We were barely into day two and already the radio presenters were beginning to get the desperate tone of people who were running out of questions to ask the reporters on the spot. They hadn’t reached the What do you think is going through their minds right now? stage yet, but it was only a matter of time.
They were making comparisons with Soham, although nobody had been tactless enough to point out that both girls in that case had been dead even before the parents had dialled 999. Time was said to be running out, and the police and volunteers were conducting intensive search operations in the surrounding countryside. There was speculation as to whether the families would make a media appeal that evening or whether they would wait until the next day. Because this was the one area they knew anything about, they got a whole ten minutes out of discussing the family’s media strategy before being interrupted with the news that their journalist on the spot had actually managed to interview a local.

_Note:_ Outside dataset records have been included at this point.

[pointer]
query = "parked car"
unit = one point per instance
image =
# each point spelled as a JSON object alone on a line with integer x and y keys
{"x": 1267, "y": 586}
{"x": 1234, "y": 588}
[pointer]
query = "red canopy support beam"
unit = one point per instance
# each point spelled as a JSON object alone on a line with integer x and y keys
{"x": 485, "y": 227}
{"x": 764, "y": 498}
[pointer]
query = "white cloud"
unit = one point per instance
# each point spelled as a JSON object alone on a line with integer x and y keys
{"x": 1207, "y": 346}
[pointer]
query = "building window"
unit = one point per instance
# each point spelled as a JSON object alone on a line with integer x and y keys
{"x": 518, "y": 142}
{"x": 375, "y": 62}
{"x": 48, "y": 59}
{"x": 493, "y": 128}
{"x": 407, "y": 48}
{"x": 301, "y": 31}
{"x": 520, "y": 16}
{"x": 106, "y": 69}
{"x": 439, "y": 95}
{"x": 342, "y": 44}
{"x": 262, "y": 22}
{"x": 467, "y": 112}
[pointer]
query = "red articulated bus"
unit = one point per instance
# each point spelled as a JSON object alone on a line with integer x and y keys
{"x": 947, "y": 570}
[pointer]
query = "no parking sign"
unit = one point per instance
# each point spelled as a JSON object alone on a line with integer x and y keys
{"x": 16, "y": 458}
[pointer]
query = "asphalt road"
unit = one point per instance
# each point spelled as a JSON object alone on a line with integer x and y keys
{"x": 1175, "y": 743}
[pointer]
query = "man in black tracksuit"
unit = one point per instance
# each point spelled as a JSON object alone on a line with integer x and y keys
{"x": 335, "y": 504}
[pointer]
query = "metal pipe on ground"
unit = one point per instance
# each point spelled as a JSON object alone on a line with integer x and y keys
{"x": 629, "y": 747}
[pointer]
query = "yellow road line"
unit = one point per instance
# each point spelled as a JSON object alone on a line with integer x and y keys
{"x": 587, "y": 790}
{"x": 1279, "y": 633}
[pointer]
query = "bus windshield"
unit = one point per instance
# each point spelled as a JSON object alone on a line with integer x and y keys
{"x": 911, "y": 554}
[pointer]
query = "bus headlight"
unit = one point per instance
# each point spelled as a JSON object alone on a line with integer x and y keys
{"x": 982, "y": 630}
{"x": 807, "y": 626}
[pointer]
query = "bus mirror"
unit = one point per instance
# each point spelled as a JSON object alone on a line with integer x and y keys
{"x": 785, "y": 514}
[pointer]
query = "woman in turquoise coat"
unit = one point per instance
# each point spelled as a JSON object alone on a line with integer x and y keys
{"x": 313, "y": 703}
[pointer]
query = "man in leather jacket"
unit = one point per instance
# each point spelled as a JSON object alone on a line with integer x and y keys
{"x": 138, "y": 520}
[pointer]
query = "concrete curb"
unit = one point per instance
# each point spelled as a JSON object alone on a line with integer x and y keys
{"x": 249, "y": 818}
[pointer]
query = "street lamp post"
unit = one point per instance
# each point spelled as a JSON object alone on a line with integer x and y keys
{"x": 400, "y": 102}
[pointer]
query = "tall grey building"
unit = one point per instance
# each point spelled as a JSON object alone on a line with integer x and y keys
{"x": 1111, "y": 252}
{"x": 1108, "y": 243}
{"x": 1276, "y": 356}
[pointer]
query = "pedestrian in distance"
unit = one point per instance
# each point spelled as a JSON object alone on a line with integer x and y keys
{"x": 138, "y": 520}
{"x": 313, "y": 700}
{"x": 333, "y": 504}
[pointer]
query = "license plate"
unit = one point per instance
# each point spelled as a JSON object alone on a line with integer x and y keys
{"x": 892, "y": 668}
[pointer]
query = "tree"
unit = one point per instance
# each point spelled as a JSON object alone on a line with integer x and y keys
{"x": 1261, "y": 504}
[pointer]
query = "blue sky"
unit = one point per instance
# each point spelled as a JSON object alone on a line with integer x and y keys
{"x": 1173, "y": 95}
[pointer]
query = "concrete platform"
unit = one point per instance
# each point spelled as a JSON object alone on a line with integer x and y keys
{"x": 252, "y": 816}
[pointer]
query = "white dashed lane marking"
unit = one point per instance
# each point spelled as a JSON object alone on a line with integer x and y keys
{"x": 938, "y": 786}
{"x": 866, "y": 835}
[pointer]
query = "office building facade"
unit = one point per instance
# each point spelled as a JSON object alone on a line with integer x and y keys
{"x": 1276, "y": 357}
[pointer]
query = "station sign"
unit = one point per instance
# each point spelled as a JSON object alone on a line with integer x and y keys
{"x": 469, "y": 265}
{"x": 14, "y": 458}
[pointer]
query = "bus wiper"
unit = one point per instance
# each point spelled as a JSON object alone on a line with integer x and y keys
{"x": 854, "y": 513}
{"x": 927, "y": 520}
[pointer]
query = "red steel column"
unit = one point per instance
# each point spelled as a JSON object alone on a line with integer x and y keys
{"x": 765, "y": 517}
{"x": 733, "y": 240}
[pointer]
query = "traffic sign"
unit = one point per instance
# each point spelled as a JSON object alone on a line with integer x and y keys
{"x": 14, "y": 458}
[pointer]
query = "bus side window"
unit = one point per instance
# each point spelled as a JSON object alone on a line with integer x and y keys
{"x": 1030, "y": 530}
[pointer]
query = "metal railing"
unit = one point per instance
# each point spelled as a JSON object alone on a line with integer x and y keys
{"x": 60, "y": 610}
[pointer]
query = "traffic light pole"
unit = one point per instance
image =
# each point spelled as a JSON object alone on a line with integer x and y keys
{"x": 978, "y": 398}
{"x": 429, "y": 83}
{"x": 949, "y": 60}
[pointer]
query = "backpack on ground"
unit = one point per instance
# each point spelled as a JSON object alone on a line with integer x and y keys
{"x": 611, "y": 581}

This proved to be a woman with an old-fashioned BBC accent who said naturally everyone was very shocked and that you don’t expect that sort of thing to happen in a place like Rushpool.
The news cycle reset at the top of the hour and I learnt that the tiny village of Rushpool in sleepy rural Herefordshire was the centre of a massive police search operation for two eleven-year-old girls, best friends, Nicole Lacey and Hannah Marstowe, who had been missing for over forty-eight hours. Neighbours were said to be shocked and time was running out.
I turned the radio off.
Nightingale had suggested getting off at Oxford Services and going via Chipping Norton and Worcester, but I had the satnav switched to fastest route and that meant hooking round via Bromsgrove on the M42 and M5 and only bailing at Droitwich. Suddenly I was driving on a series of narrow A-roads that twisted through valleys and over grey-stone humpbacked bridges before expiring west of the River Teme. From then on it was even twistier B-roads through a country so photogenically rural that I half expected to meet Bilbo Baggins around the next corner – providing he’d taken to driving a Nissan Micra.